Graduate Student Teams Challenged to Design Thriving, Mixed-Use Neighborhood in Downtown Kansas City
The East Village neighborhood in downtown Kansas City, Missouri, has been selected as the study site for ULI’s 19th annual ULI Hines Student Competition. This educational initiative, open to graduate-level students, is an exercise to encourage innovative ideas and cross-disciplinary collaboration and provides an opportunity to devise a comprehensive design and development program for an actual large-scale urban site.
This year, 110 teams representing 62 universities in the United States, Canada, and Singapore registered to compete, including 34 teams with students from more than one university. The team with the winning proposal will receive $50,000, of which $5,000 goes to the university or universities the team represents. Each of the remaining three finalist teams will receive $10,000.
The competition, the initial stage of which was held in January, simulates an actual design, planning, and development scenario, and reflects Kansas City’s vision to ensure that its greater downtown area is a vibrant, connected core for the city and region. In the first round, students propose how to create a thriving, mixed-use, mixed-income neighborhood in the East Village neighborhood. Students are asked to consider issues of housing affordability, equity, transportation, mobility, sustainability, and resilience in their proposals. Though it focuses on a real site, the competition is a creative exercise; there is no expectation that the student proposals will be implemented.

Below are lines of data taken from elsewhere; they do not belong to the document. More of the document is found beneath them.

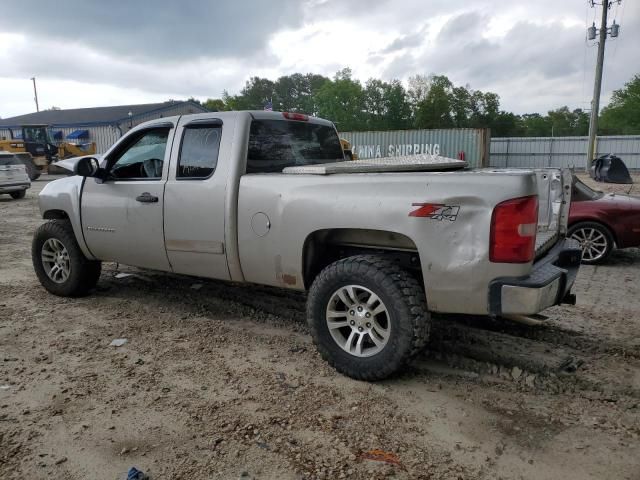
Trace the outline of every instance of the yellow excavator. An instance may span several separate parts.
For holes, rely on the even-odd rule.
[[[342,146],[342,151],[344,152],[344,157],[348,160],[357,160],[358,159],[358,155],[356,153],[354,153],[353,149],[351,148],[351,143],[349,143],[348,140],[341,138],[340,139],[340,145]]]
[[[19,158],[30,172],[30,177],[36,175],[31,172],[45,171],[57,160],[96,153],[96,144],[93,142],[82,145],[71,142],[53,143],[49,135],[49,125],[22,125],[15,129],[10,128],[9,131],[11,138],[0,139],[0,150],[19,154]]]

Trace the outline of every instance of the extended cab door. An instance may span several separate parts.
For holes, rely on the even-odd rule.
[[[174,131],[165,123],[132,132],[104,159],[106,180],[85,180],[82,230],[96,258],[171,270],[162,210]]]
[[[225,135],[223,135],[223,130]],[[229,280],[225,249],[228,164],[233,124],[214,114],[181,117],[165,188],[165,244],[173,271]]]

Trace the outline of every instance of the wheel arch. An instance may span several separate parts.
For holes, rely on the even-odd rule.
[[[85,181],[84,177],[73,176],[49,182],[38,195],[38,205],[42,218],[68,220],[84,256],[97,260],[89,250],[82,232],[80,198]]]
[[[69,214],[57,208],[51,208],[42,212],[42,218],[45,220],[68,220]]]
[[[360,254],[388,256],[403,267],[420,273],[420,256],[415,242],[408,236],[388,230],[332,228],[315,230],[307,235],[302,250],[302,276],[309,289],[316,276],[331,263]]]

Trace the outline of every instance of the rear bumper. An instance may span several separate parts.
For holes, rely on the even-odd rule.
[[[489,313],[533,315],[569,302],[581,258],[578,242],[565,239],[533,264],[531,275],[496,278],[489,285]]]
[[[19,190],[26,190],[31,186],[28,182],[0,183],[0,193],[11,193]]]

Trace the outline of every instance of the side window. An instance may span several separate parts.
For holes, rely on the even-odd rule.
[[[109,159],[109,175],[113,179],[159,180],[167,149],[169,128],[145,130],[135,136]]]
[[[219,125],[185,127],[180,146],[177,178],[208,178],[213,174],[218,164],[221,132]]]

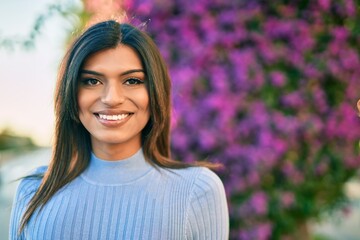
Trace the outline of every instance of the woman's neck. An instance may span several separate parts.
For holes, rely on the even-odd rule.
[[[137,153],[140,148],[140,144],[126,147],[118,144],[92,144],[94,155],[107,161],[127,159]]]
[[[153,167],[146,162],[142,149],[125,159],[107,161],[91,154],[87,169],[81,176],[96,185],[121,185],[141,179]]]

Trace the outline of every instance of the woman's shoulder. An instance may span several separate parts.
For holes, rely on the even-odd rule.
[[[39,188],[47,168],[47,166],[38,167],[23,177],[18,186],[18,194],[27,195],[35,192]]]
[[[206,192],[224,192],[224,185],[220,177],[207,167],[189,167],[171,170],[181,181],[193,186],[198,194]]]
[[[48,166],[40,166],[35,168],[33,171],[30,172],[30,175],[36,175],[36,174],[44,174],[46,170],[48,169]]]
[[[199,173],[194,182],[194,189],[202,194],[209,192],[224,193],[224,185],[220,177],[206,167],[199,167]]]

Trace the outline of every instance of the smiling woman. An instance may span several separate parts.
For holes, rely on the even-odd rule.
[[[79,118],[91,133],[92,151],[107,160],[133,155],[141,148],[141,131],[150,118],[137,53],[126,45],[100,51],[85,61],[81,73]]]
[[[60,68],[55,113],[50,165],[21,181],[10,239],[228,238],[216,165],[171,159],[170,78],[144,31],[86,30]]]

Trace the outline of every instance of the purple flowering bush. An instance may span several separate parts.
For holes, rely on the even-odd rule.
[[[353,0],[133,0],[173,84],[174,158],[220,162],[232,239],[279,239],[360,165]]]

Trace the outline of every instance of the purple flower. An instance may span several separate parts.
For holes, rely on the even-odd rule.
[[[328,11],[331,6],[331,0],[318,0],[318,4],[321,10]]]
[[[271,223],[265,222],[257,226],[257,237],[258,240],[268,240],[271,237]]]
[[[357,6],[353,0],[345,1],[345,9],[348,16],[354,17],[356,15]]]
[[[283,192],[281,194],[281,204],[284,208],[288,208],[295,202],[295,197],[292,192]]]
[[[332,36],[335,38],[336,41],[345,41],[349,37],[349,32],[344,27],[334,27],[331,30]]]
[[[274,71],[270,74],[271,82],[276,87],[283,87],[286,83],[286,76],[280,71]]]
[[[258,215],[264,215],[268,210],[268,198],[264,192],[255,192],[251,197],[251,206]]]
[[[300,108],[304,105],[303,95],[300,92],[291,92],[282,97],[282,103],[287,107]]]

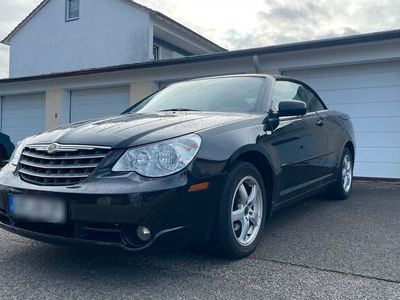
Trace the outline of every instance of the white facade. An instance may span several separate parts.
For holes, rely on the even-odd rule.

A jury of ULI members who are experts in real estate, land use, and design will select four finalist teams by late February. During the final phase of the competition, those four teams will expand their original proposals. The teams will present their revised proposal twice: first to a panel of local experts in March, and then to the jury during the finals in April.
“We are very pleased to bring the ULI Hines Student Competition to Kansas City,” says Michael Collins, chair of ULI Kansas City and a member of the ULI Americas Executive Committee. “Kansas City’s downtown has experienced significant growth in the past decade, and fresh thinking for the East Village neighborhood would help continue this trend in a sustainable manner. We look forward to seeing the submissions and creativity that the students bring to the site.”
The competition encourages cooperation and teamwork—necessary talents in the planning, design, and development of great places—among future professionals in real estate and the many allied professions. Teams must be multidisciplinary and include students pursuing at least three different degree programs across at least three different disciplines. This mix typically includes graduate students who are pursuing programs in real estate development, architecture, landscape architecture, urban planning, urban design, finance, historic preservation, engineering, and law.
In the first round, the competition allows each team of five students 15 days to create proposals that illustrate innovative approaches to five general elements: 1) planning context and analysis, 2) a master land use plan, 3) urban design, 4) site-specific illustrations of new development, and 5) development schedule and finances. Participants have received project briefing materials, including a comprehensive statement of the challenge, background information on the site, market information, relevant existing design proposals, and site maps and photos.
“This is not only a competition; it is an opportunity for industry leaders to mentor student teams, ultimately encouraging and shining a spotlight on new ideas that are worthy of notice by the industry,” says Cindy Chance, executive vice president of ULI Learning and Product Councils, Americas.
“The competition gives ULI members a glimpse into the future, revealing how the next generation of city builders, the most diverse along every dimension, are thinking about growing and revitalizing our communities. We want to thank the many ULI members who helped prepare the challenge for the students and who will be mentoring teams throughout the competition.”
The competition is funded through an endowment from the late Gerald D. Hines, chairman and founder of the global Hines real estate organization and recipient of the 2002 ULI Prize for Visionaries in Urban Development. A legend in the real estate industry, Hines was widely known as a leader who pioneered the use of high-quality planning and architecture as a marketable feature of development in office, residential, and mixed-use projects.
Since the first competition in 2003, more than 9,725 students on over 1,945 teams have participated, including 360 students who have made it to the finals. The ULI Hines Student Competition expanded to ULI Europe in 2020.